Over the past four years, Studio International has featured retrospectives of Elsa Schiaparelli, Versace, Vivienne Westwood, 'Modes en Miroir' in Paris, 'Fashion in Colours' and 'Anglomania' in New York. The museums of the Western world have exhibited fashion increasingly as art in recent years. Furthermore, the link between art and fashion, or textiles, has been uncovered in the exhibition at the Royal Academy of Arts, London, addressing Matisse's lifelong reference and fascination with textiles. Vivienne Westwood is known for using French 18th-century painting to inspire her couture, as is Galliano. Art has always taken from couture, depicting the work of unknown couturiers for centuries in portraits, whose main attraction, equal to any technical brilliance and colour, is the patterns and texture of the fabrics, the sensual creases and colours, chosen not by the painter, but by the tailor and - the Royal Court's answer to the stylist - the lady in waiting.

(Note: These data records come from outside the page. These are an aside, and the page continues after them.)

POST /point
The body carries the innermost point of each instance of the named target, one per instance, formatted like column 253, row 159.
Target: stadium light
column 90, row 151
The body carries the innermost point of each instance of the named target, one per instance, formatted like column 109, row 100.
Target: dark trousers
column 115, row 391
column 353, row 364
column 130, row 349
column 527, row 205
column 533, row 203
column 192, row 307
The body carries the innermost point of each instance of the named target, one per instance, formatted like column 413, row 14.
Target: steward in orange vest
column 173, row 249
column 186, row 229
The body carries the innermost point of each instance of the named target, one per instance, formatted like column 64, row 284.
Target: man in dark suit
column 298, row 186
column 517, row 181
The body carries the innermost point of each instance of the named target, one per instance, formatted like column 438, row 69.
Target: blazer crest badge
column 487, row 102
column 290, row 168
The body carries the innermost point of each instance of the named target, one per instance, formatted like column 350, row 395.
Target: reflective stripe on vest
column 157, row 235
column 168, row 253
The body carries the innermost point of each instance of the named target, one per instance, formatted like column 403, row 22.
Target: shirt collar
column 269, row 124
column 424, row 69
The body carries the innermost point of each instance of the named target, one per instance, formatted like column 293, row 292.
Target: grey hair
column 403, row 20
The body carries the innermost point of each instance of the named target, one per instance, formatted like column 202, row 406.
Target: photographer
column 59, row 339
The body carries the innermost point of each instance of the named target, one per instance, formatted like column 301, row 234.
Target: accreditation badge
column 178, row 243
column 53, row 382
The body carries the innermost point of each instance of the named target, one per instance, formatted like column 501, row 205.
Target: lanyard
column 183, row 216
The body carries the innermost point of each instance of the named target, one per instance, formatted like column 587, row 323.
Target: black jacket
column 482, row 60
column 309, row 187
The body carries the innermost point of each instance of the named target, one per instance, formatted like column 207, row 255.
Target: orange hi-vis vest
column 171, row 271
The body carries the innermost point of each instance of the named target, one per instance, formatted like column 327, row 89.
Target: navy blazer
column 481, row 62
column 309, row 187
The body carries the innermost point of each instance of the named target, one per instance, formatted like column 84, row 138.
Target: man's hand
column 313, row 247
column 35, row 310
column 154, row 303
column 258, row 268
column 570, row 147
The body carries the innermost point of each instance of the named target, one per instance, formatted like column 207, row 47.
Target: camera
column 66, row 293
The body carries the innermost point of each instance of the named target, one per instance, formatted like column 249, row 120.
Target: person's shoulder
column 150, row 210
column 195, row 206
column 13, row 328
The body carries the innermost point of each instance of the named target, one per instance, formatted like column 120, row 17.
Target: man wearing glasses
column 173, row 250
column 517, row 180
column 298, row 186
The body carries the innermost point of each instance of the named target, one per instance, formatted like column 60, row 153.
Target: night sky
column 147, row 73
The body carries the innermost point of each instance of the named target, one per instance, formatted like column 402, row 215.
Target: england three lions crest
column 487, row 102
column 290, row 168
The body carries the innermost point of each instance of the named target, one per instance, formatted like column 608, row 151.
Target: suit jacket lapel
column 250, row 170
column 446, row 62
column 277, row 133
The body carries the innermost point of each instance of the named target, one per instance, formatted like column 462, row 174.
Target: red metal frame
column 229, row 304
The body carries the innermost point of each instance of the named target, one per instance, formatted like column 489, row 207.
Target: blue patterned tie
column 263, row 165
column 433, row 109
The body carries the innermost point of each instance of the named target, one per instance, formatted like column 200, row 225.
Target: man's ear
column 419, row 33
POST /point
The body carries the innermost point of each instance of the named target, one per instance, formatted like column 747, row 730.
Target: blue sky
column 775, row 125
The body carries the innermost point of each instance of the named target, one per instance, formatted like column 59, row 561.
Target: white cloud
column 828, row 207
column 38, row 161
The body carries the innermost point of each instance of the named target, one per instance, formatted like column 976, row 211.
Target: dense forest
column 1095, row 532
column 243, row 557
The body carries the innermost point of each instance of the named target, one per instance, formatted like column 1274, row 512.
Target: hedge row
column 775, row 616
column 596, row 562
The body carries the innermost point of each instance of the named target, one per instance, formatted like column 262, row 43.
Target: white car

This year at London Fashion Week, therefore, the same performance is playing. No journalist (the modern portrait artist!) is concerned that a young girl looks like a waif and has a little narcotics habit - it has been going on for centuries (see new release, 'Marie Antoinette', directed by Sofia Coppola and starring Kirsten Dunst for reference to historic hedonism). All a journalist cares about is creating a perfect picture. The photographer shoots - the paper sells - the fashion world is condemned - the model pouts - the game goes on. It is an art in itself, another strand of the fashion designer's weave.

Whether it is a comfortable thought or not, it is quite true that the fashion world, where traditional art used to be, is the mirror of society. It is too rich and it is too thin. And yet you keep buying the pictures, the clothes and keep selling your soul, because it looks so good. The devil may wear Prada - but Prada, they say, is within God's grand design.